Tzadok Shlapobersky, while naked, attacked the murderer Čižas, bit his throat, grabbed his revolver from him, shot him in the back and killed him. Tzadok also tried to shoot the German commander who stood next to the pit, but the German panicked and jumped into the pit where he was only slightly hurt by some of the other Jews, who were still alive, because the murderer Jankunas jumped in to aid him.1

Another unknown Jewish hero tried to kill the murderer Berankis (who was now on trial), using a pocket knife, next to the pit, but he managed only to wound him gravely in the back of his head.

The murderer Gylys shot twice in Babian at a young Jewish woman, a member of the Communist youth league. She remained standing, although bleeding profusely, when another murderer shot her a third time and she fell.

It would be possible to relate many more incidents of heroism and resistance, but it can’t really be done in a letter. One thing is clear, that our fathers, our brothers, our sisters and our dear friends fell heroically in an unfair battle. It is even clearer that we must take revenge, otherwise we are not worthy of living in this world.

Because I can’t write about this resistance to everyone, I ask you to relate this to all our fellow citizens for remembrance, so that they all should know how our Jews from Keidan were massacred. Let these small incidents of great heroism spur us on in our struggle against racist antisemites and serve as an example of resistance.

September 26, 1965

I would like to ask you, in the name of our Jews from Keidan who were massacred. In 1944 a blood-soaked murderer, Edvardas Snieška, escaped to America. Many witnesses saw him at the airfield, near the pit, as he was shooting. The murderer Kariunas, who was also shooting and was sentenced to prison (he now lives in Keidan) said, “I did shoot, and Edvardas Snieška stood and shot next to me.”

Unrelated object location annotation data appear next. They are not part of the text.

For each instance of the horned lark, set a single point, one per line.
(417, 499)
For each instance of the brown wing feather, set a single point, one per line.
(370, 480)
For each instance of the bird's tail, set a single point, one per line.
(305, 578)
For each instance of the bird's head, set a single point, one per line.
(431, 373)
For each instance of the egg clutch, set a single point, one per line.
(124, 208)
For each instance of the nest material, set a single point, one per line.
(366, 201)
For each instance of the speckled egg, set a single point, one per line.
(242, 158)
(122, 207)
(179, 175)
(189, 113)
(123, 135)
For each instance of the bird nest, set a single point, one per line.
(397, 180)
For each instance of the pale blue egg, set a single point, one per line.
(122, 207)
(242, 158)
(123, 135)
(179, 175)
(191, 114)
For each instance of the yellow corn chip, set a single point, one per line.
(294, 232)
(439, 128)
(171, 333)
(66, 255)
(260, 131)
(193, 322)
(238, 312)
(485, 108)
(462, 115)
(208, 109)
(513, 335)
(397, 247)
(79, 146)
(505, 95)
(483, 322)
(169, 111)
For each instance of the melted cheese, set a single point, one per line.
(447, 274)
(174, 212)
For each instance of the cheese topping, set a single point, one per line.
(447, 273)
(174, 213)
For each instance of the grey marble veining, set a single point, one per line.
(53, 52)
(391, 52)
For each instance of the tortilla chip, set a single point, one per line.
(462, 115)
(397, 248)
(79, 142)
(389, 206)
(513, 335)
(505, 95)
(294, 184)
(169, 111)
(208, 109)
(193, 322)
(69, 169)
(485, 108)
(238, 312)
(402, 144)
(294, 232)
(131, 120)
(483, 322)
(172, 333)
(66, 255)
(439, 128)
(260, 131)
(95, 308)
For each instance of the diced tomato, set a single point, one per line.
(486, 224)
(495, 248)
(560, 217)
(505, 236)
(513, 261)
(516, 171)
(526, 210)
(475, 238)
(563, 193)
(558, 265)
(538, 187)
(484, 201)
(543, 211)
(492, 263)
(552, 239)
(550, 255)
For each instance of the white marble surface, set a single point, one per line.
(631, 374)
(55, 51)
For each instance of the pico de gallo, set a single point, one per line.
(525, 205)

The murderer Snieška was born in 1920. He studied at the Kultur Technikum, His father had a metal workshop. He now lives a good life in America. He is walking free and hasn’t been punished. His address is: 1918 Chandler Street, Philadelphia, Pennsylvania.

In 1964 he took his mother Alexandra to America. His brother, Antanas Snieška also escaped to America. He is a doctor and lives in Brooklyn, 28 East Foch House.

Never forget! Fascist murderers must be punished. That is what our mothers and our children cry out from the grave…

September  21, 1966

I am sending you four photographs from Keidan in a separate envelope. A gathering took place there this year. Many flowers were laid. I also spoke and denounced the murderers who have either not been punished or have been let off with light sentences.

I have just heard about another murderer, a former Kultur Technikum student, Juozas Maleckas, who now lives in Kovno.

July 16, 1968

I have found a few more photos from Keidan from bygone days, in which a few musicians from Yankel’s orchestra appear. I collect material about Keidan’s Jews and these pictures are a treasure to me. I will pay for any other pictures I receive, as I am eager to collect them.

I found one picture of Yanuk, the firefighter, who participated in the slaughter of the Jews. Yanuk is standing in this picture next to Tzadok Shlapobersky … the murderer is pictured with his victim, with our hero Tzadok. Yanuk is now a pensioner, living the good life. Dozens of murderers of our brothers and sisters still walk about freely.


Translated by Bella Golubchik


 

Footnotes

  1. This account differs from others in the yizkor book. Wolpe (p.232) and Shlapobersky-Ratner (p.238), write that Tzadok had bitten another Lithuanian, named Raudonis. Chaim Ronder (p.289) writes that Tzadok attacked the German officer and that Lithuanians came to help the latter.